By revisiting the derivation of multi-state HLL approximate Riemann solver for the ideal magneto-hydrodynamics, an extended HLLD Riemann solver is constructed based on the assumption that the normal velocity is constant over the Riemann fan, which is bounded by two fast waves, and separated by two compound waves and a middle contact wave. Compared with the HLLD solver, the slow waves are allowed to persist inside the Riemann fan, so that the two Alfvén waves are replaced by the two compound waves that are the merging product of the Alfvén and slow waves. Conseq uently, the corresponding wave speeds are chosen to be an interpolation between the Alfvén and slow waves for simplicity. The numerical tests showed that the extended HLLD solver (called HLLD-P) has better performance for the capture of slow waves than the HLLD solver, and exhibits overall better accuracy in some situations where the slow waves exist.
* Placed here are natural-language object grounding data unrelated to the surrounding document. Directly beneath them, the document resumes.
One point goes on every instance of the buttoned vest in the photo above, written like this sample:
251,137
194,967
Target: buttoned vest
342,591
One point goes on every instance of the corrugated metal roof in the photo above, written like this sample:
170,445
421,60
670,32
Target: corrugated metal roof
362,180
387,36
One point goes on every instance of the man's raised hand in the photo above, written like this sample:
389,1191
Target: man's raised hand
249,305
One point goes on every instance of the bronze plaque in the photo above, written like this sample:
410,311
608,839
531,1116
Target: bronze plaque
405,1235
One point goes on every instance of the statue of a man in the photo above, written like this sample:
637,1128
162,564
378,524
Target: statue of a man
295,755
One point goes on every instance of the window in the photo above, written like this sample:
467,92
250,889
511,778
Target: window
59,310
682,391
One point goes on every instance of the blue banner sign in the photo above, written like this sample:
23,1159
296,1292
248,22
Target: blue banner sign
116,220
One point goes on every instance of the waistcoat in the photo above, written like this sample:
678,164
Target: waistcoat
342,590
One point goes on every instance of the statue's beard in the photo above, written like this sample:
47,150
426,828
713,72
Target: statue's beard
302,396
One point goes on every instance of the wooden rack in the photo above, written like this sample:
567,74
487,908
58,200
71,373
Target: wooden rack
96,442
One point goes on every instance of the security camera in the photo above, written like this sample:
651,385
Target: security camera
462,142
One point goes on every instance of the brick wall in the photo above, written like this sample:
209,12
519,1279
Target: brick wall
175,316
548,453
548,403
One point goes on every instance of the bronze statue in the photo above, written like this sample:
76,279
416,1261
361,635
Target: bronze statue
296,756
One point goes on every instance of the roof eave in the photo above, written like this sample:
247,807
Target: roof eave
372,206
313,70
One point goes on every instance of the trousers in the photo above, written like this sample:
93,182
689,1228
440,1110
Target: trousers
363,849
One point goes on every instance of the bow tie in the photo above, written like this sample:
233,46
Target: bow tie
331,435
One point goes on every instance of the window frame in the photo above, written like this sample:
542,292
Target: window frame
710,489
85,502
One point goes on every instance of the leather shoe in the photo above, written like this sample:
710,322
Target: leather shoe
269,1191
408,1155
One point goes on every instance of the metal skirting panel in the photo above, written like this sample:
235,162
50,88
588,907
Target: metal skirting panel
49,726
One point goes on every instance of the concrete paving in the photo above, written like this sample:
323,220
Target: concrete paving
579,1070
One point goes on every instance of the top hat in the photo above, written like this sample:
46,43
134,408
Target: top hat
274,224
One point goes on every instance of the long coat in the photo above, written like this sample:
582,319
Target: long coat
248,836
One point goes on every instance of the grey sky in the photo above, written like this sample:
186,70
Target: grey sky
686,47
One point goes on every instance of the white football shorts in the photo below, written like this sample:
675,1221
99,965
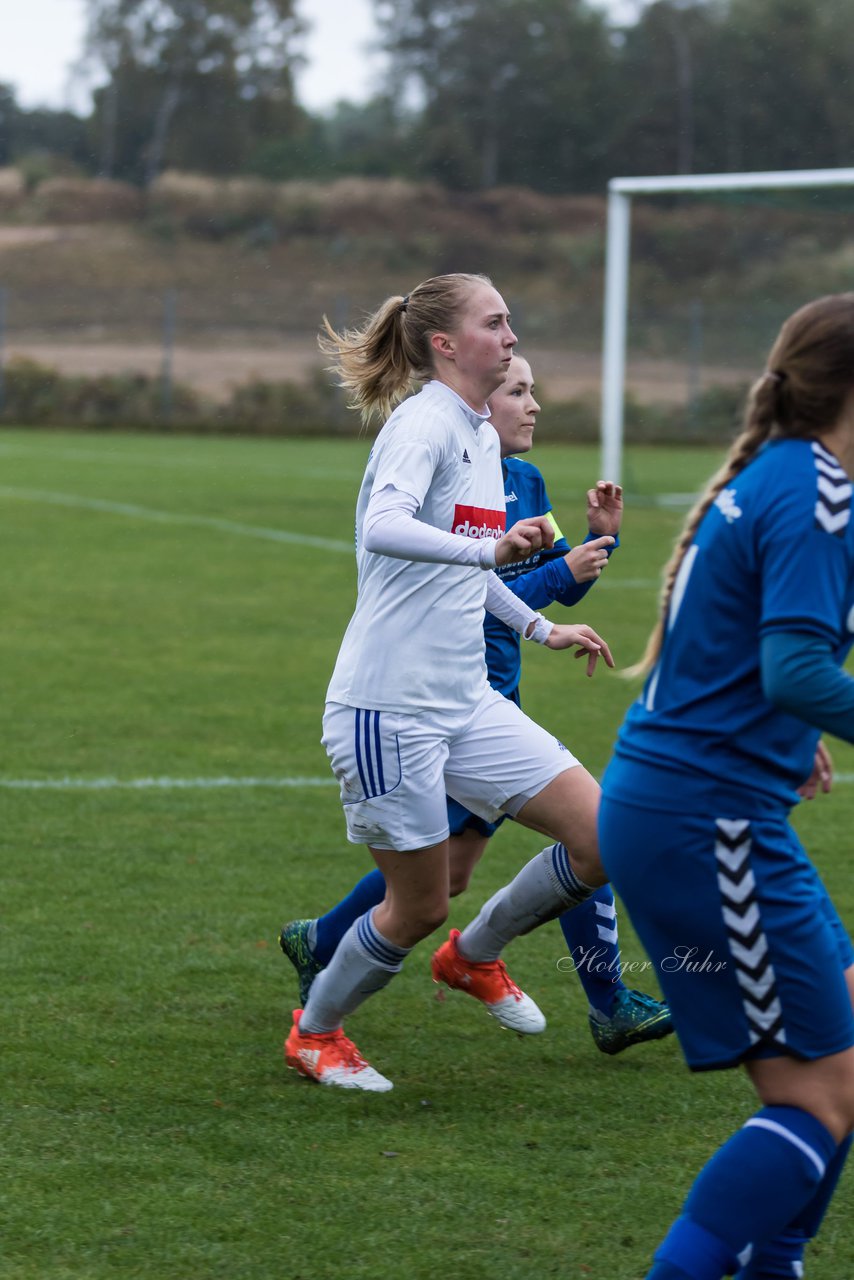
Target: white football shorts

However, the new solver does not capture the Alfvén wave as well as the HLLD solver once the estimated speeds of compound waves deviate from the Alfvén wave speeds. Overall, the HLLD-P solver is fully compatible with the HLLD solver as long as the compound waves degenerate to the Alfvén waves inside the Riemann fan. It is indicated that the HLLD-P solver can be used for the various applications of MHD simulation, especially for those cases where the slow waves are expected to be generated.